Mastering NetFlow Traffic Analysis with Nfdump: A Comprehensive Guide

Yousef Alkhanafseh
TurkNet Technology
Published in
9 min readApr 25, 2023

All things to know about Analyzing Netflow traffic data with Nfdump software

Illustrative image that represents data traffic

HISTORY

Historically, the first version of Nfdump, which is version Nfdump 1.1, was released in 2004. Since then, it has been updated many times, with the most recent version being Nfdump 1.7.2, which was released in March, 2023. The concept of Nfdump is derived from “NetFlow dump,” reflecting its original purpose of processing NetFlow data.

INTRODUCTION

This tutorial mainly focuses on utilizing Nfdump software for collecting and analyzing NetFlow traffic data. Nfdump can be defined as an open-source command-line tool that is used for processing and analyzing NetFlow data generated by various network devices such as routers, switches, firewalls, etc. Moreover, it is used for real-time monitoring and for creating different types of reports for network traffic. Thus, Nfdump can be considered as an essential tool that plays an important role in analyzing network performance, security, and usage patterns. NetFlow is a networking protocol developed by Cisco Systems for collecting network traffic data. A network protocol is a set of rules and conventions used for communication between devices in a computer network. It defines how data is transmitted, received, and processed between different devices and applications in a network. In general, records/observations inside NetFlow data are called Flows which can be either ingress “enter” or egress “exit”.

NFDUMP FEATURES

The features of Nfdump can be briefly divided into five categories which are compatibility, reporting skill, flexibility, filtering skill, and exporting skill:

A. Compatibility: it is compatible with a variety of NetFlow versions, including v5, v7, v9, and IPFIX. Furthermore, it supports NSEL (Network Event Security Logging), Jun OS NAT Event Logging, as well as NEL (NAT Event Logging). It is suitable for reading both IPv4 and IPv6 traffic data as well.

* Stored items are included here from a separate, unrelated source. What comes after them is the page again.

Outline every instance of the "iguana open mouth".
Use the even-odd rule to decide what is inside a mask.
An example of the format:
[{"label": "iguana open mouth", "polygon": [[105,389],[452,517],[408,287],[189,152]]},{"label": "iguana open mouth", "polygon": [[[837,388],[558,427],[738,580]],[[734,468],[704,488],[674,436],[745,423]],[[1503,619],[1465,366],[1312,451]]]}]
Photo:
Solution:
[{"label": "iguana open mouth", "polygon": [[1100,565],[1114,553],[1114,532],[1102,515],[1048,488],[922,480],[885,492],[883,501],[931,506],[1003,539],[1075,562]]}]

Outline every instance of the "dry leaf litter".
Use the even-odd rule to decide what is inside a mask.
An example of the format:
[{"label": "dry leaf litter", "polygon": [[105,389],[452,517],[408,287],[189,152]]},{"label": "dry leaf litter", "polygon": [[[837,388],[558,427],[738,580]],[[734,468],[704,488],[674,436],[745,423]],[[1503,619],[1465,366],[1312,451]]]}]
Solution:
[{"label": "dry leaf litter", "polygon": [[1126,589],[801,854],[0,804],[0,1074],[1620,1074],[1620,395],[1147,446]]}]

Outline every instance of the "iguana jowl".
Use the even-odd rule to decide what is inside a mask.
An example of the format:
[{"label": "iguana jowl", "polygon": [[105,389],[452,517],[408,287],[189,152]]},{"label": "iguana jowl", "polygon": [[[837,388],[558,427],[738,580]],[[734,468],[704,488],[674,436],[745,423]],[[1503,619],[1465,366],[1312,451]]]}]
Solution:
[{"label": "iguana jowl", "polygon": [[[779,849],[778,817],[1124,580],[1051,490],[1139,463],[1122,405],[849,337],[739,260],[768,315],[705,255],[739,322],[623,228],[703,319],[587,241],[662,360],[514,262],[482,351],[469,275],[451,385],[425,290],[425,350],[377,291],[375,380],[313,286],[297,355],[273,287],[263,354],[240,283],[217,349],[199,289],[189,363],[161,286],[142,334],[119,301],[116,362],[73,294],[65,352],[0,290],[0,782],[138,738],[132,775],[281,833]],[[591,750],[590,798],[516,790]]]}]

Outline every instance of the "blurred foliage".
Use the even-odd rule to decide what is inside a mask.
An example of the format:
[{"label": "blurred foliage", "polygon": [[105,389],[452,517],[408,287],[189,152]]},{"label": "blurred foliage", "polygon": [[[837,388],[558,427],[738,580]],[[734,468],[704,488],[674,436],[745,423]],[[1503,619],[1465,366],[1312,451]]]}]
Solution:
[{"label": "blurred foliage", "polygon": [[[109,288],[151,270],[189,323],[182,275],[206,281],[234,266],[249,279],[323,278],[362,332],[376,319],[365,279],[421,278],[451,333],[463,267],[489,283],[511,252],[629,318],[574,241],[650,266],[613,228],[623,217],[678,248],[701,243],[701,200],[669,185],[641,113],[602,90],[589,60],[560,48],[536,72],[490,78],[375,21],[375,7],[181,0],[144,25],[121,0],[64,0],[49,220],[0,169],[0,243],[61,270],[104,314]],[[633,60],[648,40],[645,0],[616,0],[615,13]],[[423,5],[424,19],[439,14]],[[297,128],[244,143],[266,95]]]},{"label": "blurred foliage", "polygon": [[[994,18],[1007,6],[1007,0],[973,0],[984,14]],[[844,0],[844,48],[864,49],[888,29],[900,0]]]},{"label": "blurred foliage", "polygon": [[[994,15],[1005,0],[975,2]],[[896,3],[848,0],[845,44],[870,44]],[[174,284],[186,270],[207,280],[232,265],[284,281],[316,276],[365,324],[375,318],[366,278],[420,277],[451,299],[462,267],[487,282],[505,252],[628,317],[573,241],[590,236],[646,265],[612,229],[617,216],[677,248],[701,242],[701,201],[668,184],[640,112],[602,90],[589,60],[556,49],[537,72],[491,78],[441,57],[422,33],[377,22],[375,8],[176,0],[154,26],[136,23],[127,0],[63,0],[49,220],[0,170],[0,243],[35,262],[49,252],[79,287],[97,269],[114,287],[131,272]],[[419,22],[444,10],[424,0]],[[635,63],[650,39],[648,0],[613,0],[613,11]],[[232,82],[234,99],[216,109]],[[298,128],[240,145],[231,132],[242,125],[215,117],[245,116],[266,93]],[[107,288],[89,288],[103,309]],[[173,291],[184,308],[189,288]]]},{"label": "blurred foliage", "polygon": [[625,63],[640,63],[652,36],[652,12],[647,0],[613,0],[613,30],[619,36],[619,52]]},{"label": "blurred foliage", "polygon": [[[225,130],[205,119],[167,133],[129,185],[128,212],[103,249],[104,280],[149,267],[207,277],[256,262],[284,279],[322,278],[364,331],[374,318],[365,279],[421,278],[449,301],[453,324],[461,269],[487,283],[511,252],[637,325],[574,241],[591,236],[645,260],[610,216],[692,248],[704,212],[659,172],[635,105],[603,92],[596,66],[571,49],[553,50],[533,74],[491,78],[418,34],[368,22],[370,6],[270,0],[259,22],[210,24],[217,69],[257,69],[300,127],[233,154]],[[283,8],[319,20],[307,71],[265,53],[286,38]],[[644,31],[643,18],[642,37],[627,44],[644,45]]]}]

B. Flexibility: it can process large amounts of NetFlow data quickly and efficiently, making it suitable for use in high-speed networks. It can also handle different types of input data, including compressed and binary files.

C. Reporting skill: it can generate various types of reports such as summary reports, traffic volume reports, and protocol distribution reports. In addition, it can create graphical reports on its User Interface (UI), such as pie charts and bar charts, to help visualize the data.

D. Filtering skill: it supports flexible filtering capabilities based on different criteria, thereby easy extracting information from large volumes of NetFlow data.

E. Exporting skill: it can export NetFlow data in different formats, such as CSV, JSON, and XML.

To use Nfdump, at first it should be installed on Linux or a Unix-based system such as Windows Subsystem for Linux (WSL), Nfdump installation. After installing Nfdump, Nfdump version and tags can be printed using nfdump -v and nfdump -h commands, respectively. It can be installed as a Python model, pynfdump, as well. Once it is installed, it can be run from the command line with various options and argument.

DATA FILES

The data files that are used during this tutorial are accessible on GitHub. It is important to state that specific sensitive features such as source and destination IPs, ports, etc., that are found inside this tutorial data files have been anonymized using Nfanon software. The data consists of four files which were captured from three different routers that belong to Turknet Company. Each file of these data-sets contains nearly 100,000 flows. As an example of the used data-set that shows 10 flows is shown in Figure 1.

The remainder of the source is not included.